…I have an unlimited amount of caring about a limited number of things.
I took Mark Mason’s advice (The Subtle Art of Not Giving a F@ck) long before he wrote it. While I haven’t mastered it, there is a pretty narrow focus in my life: I care an awful lot about people like me and very little else.
People like me are survivors of trauma. We live with mental illness, addictions, and a million self-destructive tendencies. We’re social misfits and the underdog in any fight.
The adage is, “It’s not the size of the dog in the fight, but the size of the fight in the dog.” That’s true, but we learned the hard way that you have to stop battling with yourself before you can overcome your oppressors.
Sometimes they make movies and television series about people like us. The latest of which is NBC’s The Village. I have a love/hate relationship with the writers of that show. They make me cry in each episode. They depict PTSD accurately and intimately.
In general, they pull no punches, but there’s a relatively subtle quality to the show: Heartache, fear, loss, and pain, all lead the characters to alcohol.
Sometimes I wish I were a more reasonable person. I bet normal people don’t cry and plead with fictional characters not to bury their pain and risk developing addictions.
In a weird form of stress management, I play poker regularly. Poker is the opposite of my day job.

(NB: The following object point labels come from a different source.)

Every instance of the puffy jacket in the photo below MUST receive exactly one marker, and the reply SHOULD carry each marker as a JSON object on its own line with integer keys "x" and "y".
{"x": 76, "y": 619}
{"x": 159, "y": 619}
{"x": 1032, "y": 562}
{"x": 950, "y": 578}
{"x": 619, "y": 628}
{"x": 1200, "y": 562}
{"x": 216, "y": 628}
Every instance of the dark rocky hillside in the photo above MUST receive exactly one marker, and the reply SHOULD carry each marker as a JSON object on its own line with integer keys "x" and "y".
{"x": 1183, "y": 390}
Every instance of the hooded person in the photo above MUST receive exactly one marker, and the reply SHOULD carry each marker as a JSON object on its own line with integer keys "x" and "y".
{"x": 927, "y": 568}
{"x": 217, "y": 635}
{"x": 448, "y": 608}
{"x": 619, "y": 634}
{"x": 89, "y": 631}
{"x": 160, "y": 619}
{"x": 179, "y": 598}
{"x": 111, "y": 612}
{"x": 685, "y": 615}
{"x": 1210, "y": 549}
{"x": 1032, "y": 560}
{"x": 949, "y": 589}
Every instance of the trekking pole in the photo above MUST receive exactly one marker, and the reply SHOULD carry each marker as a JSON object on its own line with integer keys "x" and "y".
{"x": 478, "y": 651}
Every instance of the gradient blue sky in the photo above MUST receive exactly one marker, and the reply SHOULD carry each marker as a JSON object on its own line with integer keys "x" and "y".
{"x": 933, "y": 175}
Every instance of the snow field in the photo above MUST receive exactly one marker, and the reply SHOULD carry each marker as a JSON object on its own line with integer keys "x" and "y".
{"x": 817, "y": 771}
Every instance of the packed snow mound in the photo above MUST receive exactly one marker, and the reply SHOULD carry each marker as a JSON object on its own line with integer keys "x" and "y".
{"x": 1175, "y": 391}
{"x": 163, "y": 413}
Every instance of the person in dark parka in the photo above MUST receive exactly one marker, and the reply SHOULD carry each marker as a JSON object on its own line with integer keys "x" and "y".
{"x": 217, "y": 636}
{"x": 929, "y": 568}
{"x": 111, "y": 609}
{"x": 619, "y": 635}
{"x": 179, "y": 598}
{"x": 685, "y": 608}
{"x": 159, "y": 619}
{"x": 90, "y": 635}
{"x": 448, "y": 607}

Poker is about lying and taking other people’s money. Ideally, I wouldn’t come to care about any of the people I try to take money from, but if I play with them frequently enough, I often do.
Most of them are people who are very, very lost.

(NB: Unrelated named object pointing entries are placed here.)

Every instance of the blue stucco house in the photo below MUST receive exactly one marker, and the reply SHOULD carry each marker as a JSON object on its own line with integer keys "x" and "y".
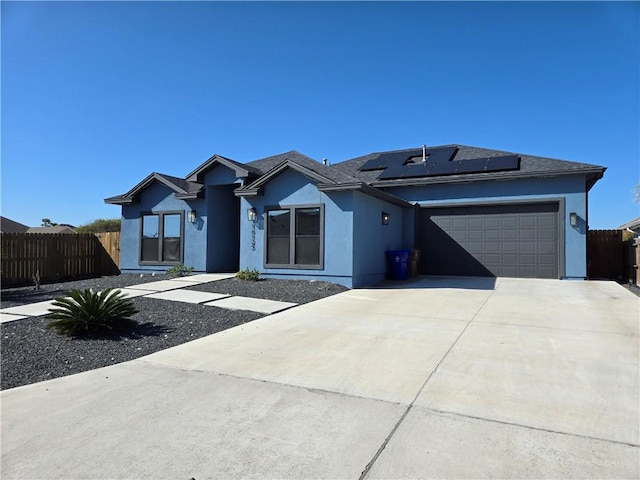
{"x": 471, "y": 211}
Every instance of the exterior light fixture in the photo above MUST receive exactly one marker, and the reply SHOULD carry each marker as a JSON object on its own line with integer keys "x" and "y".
{"x": 573, "y": 219}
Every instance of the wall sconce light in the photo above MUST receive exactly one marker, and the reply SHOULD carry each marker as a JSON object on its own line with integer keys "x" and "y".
{"x": 573, "y": 219}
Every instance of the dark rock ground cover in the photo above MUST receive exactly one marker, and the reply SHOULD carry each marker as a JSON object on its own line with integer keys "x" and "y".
{"x": 32, "y": 353}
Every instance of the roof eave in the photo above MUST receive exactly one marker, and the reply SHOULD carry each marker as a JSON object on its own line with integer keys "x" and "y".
{"x": 118, "y": 200}
{"x": 366, "y": 189}
{"x": 598, "y": 172}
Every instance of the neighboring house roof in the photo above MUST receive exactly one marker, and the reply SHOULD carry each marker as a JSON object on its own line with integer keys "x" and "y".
{"x": 529, "y": 166}
{"x": 183, "y": 189}
{"x": 632, "y": 225}
{"x": 10, "y": 226}
{"x": 54, "y": 229}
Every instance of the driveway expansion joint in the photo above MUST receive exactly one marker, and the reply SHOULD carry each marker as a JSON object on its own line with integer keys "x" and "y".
{"x": 367, "y": 469}
{"x": 316, "y": 391}
{"x": 529, "y": 427}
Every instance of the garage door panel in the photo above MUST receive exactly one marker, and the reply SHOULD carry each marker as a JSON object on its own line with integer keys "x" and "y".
{"x": 492, "y": 222}
{"x": 476, "y": 223}
{"x": 548, "y": 221}
{"x": 547, "y": 235}
{"x": 509, "y": 221}
{"x": 547, "y": 260}
{"x": 527, "y": 234}
{"x": 517, "y": 240}
{"x": 546, "y": 247}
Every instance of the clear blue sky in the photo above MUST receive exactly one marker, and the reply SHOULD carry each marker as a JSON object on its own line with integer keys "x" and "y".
{"x": 95, "y": 96}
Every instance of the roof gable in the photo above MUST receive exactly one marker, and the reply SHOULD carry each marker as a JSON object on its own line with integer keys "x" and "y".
{"x": 293, "y": 160}
{"x": 241, "y": 170}
{"x": 183, "y": 189}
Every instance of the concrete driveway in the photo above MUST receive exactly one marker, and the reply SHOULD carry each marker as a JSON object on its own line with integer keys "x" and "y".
{"x": 436, "y": 378}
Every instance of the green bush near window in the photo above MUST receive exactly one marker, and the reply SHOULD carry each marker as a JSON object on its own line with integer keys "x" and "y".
{"x": 86, "y": 313}
{"x": 180, "y": 270}
{"x": 248, "y": 275}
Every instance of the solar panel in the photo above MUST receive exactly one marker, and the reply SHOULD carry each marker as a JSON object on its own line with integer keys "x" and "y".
{"x": 439, "y": 161}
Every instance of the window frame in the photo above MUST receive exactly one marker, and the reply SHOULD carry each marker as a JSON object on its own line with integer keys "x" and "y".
{"x": 161, "y": 216}
{"x": 292, "y": 237}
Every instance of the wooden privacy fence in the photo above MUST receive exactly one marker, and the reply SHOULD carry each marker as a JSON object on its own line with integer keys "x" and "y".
{"x": 57, "y": 257}
{"x": 631, "y": 261}
{"x": 605, "y": 258}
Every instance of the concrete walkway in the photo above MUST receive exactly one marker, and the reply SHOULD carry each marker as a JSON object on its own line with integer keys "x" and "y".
{"x": 437, "y": 378}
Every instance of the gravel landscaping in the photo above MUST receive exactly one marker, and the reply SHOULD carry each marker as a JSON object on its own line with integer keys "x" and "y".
{"x": 31, "y": 353}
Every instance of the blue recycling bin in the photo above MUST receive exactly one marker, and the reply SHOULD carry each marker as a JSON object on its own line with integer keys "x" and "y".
{"x": 398, "y": 261}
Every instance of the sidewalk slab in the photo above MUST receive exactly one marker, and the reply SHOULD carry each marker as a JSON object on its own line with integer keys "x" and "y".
{"x": 205, "y": 277}
{"x": 31, "y": 309}
{"x": 187, "y": 296}
{"x": 9, "y": 317}
{"x": 432, "y": 445}
{"x": 131, "y": 293}
{"x": 136, "y": 420}
{"x": 159, "y": 286}
{"x": 253, "y": 304}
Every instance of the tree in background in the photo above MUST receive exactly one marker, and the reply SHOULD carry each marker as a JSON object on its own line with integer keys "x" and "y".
{"x": 100, "y": 225}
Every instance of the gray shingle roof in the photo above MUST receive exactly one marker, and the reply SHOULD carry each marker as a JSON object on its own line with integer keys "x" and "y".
{"x": 182, "y": 188}
{"x": 241, "y": 169}
{"x": 53, "y": 229}
{"x": 530, "y": 166}
{"x": 267, "y": 164}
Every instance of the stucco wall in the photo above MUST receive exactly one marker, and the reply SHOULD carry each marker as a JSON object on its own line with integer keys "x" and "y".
{"x": 372, "y": 239}
{"x": 223, "y": 229}
{"x": 570, "y": 188}
{"x": 159, "y": 198}
{"x": 292, "y": 188}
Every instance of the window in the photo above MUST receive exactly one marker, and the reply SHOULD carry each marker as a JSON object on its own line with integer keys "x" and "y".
{"x": 295, "y": 237}
{"x": 161, "y": 238}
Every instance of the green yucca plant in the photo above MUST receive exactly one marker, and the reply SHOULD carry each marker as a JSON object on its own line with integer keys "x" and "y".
{"x": 85, "y": 312}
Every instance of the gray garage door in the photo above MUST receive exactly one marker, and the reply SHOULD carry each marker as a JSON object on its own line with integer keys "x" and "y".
{"x": 501, "y": 240}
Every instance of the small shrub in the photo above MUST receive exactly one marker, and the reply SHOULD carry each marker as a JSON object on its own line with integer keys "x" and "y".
{"x": 180, "y": 270}
{"x": 248, "y": 275}
{"x": 87, "y": 313}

I have a standard line I use with people I care about, “You need alcohol like I need a hole in my head.” I frustrated a young man recently by saying this. He admonished me, “You don’t think anyone can drink!” I corrected him, “No, lots of people can. People like me can’t.”
When you have an addictive personality, it doesn’t make sense to take risks with addictive substances.

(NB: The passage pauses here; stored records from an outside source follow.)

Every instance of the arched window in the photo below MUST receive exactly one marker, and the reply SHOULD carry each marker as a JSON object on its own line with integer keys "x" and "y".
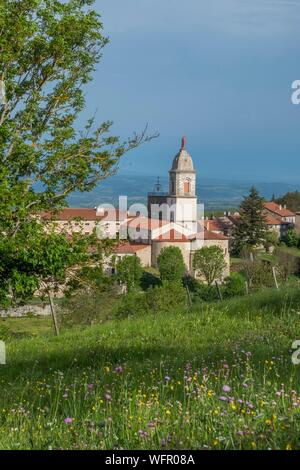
{"x": 186, "y": 187}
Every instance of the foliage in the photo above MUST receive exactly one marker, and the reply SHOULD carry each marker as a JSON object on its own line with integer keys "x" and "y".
{"x": 234, "y": 285}
{"x": 291, "y": 200}
{"x": 251, "y": 228}
{"x": 169, "y": 371}
{"x": 205, "y": 292}
{"x": 171, "y": 295}
{"x": 134, "y": 303}
{"x": 271, "y": 240}
{"x": 49, "y": 51}
{"x": 170, "y": 264}
{"x": 291, "y": 238}
{"x": 129, "y": 271}
{"x": 286, "y": 264}
{"x": 91, "y": 298}
{"x": 209, "y": 262}
{"x": 258, "y": 272}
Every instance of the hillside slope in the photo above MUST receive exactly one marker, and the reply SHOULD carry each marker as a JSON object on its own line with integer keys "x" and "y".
{"x": 220, "y": 376}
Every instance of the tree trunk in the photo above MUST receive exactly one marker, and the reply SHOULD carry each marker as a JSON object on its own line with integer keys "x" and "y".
{"x": 53, "y": 313}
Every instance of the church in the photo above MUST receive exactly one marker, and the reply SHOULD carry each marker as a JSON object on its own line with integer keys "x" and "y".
{"x": 174, "y": 219}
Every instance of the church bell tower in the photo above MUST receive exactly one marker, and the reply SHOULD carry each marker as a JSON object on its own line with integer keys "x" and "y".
{"x": 182, "y": 197}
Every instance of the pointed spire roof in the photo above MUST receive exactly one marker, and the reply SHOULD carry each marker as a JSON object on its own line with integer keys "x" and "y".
{"x": 183, "y": 161}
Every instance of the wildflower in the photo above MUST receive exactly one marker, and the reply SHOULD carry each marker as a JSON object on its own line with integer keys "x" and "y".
{"x": 68, "y": 420}
{"x": 222, "y": 398}
{"x": 107, "y": 397}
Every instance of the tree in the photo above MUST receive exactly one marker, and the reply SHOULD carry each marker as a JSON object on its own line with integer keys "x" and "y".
{"x": 291, "y": 200}
{"x": 251, "y": 229}
{"x": 129, "y": 271}
{"x": 49, "y": 51}
{"x": 291, "y": 238}
{"x": 271, "y": 240}
{"x": 171, "y": 264}
{"x": 43, "y": 263}
{"x": 209, "y": 262}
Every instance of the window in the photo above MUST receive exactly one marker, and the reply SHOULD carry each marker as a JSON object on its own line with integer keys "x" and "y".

I am blessed to have reached middle age at relative peace with myself and only a handful of scars. I am drawn to people who like me, have been profoundly lost.
Adage – “It takes one to know one.” I see you because I see me in you. Please stop. Please reach out. It’s not ok to destroy my kindred spirits. Call a truce and listen to your gut. There are millions just like you. Find us and let us find you.